A modularization chain starts with partitioning the domain, however this is optional as was mentioned earlier. Then, a modular topological structure is selected for the model. After that, formation and integration techniques are selected to build the model and integrate the different modules, respectively. So, for example, if we need to develop an MNN for enhanced MNIST classification, then a modularization chain would look like the following:

  1. 1.

    Domain: we may choose to augment the MNIST dataset by applying a certain image processing function to a copy of each image to extract specific information, and then consider the original and processed images as different subdomains.

  2. 2.

    Topology: here we may select a multi-path topology, where one path of the network has the original image as input and the others have the processed ones.

  3. 3.

    Formation: we may use an evolutionary algorithm to build the multi-path topology, constraining it to have exactly two paths.

  4. 4.

    Integration: here we may integrate the outputs of each path into the final system output, either through the evolutionary process itself, or as a post-formation learning (or fine-tuning) algorithm.

The underlying concept in the example above is to use MNNs to integrate different sources of information (i.e source and processed images) to improve classification performance. A similar concrete MNN application was investigated in Ciregan et al. (2012) and Wang (2015).

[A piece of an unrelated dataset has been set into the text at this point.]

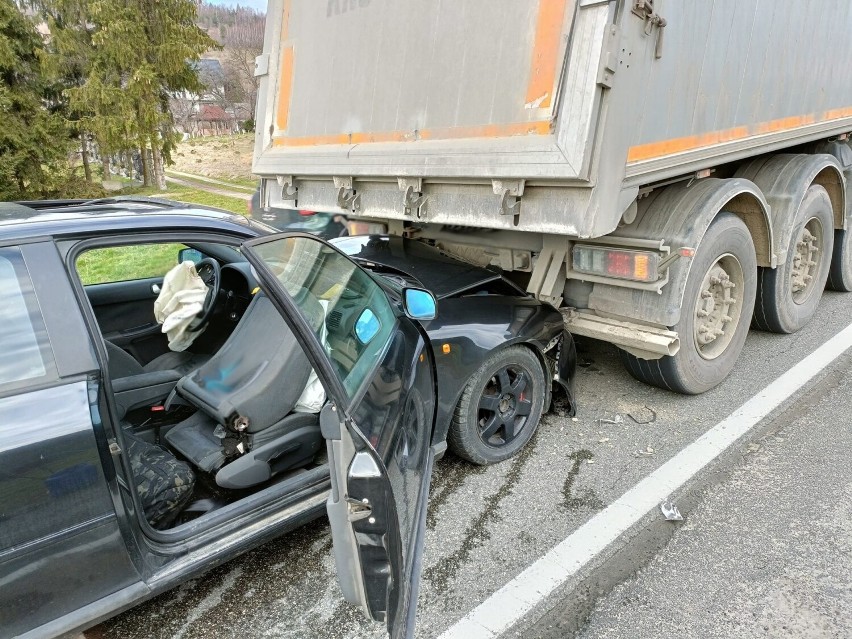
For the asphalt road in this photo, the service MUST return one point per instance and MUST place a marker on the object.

Table 1 Advantages and disadvantages of different technique
Fig. 2
figure 2

Modularization chain acting on the different levels of a neural network

3.1 Domain

The domain refers to all of the information that is relevant to the problem and is accessible to the neural network learning model. In other words, it consists of the inputs and outputs that the system relies on for learning how to generalize to unseen inputs. Focusing on the input side, one of the rationales behind domain modularization, is that some functions can be defined piecewise, with each subfunction acting on a different domain subspace. So, instead of learning or applying the neural network model on all of the input space, domain modularization aims to partition this space into a set of subspaces. Then, the modules of an MNN, constructed by applying techniques at different modularization levels, can be readily applied to each subdomain. So, for example, we may choose to partition temporal data according to the time intervals in which they were collected, or partition spatial data according to the places in which they occurred like in Vlahogianni et al. (2007). We refer to this kind of domain partitioning as subspatial domain partitioning, because the individual data items are clustered into multiple subspaces. Curriculum learning (Bengio et al. 2009, 2015) is a particular form of this partitioning, where the neural network is successively trained on a sequence of subspaces with increasing complexity. Another kind is what we call feature or dimensional domain partitioning. In feature domain partitioning, partitioning occurs at the level of a data instance, such that different subsets of features or dimensions or transformations of these get assigned to different partitions. Examples of this approach include the application of different filters to the original images and processing each with different modules like in Ciregan et al. (2012), and the partitioning of an image to enhance object detection accuracy (Zhang et al. 2014).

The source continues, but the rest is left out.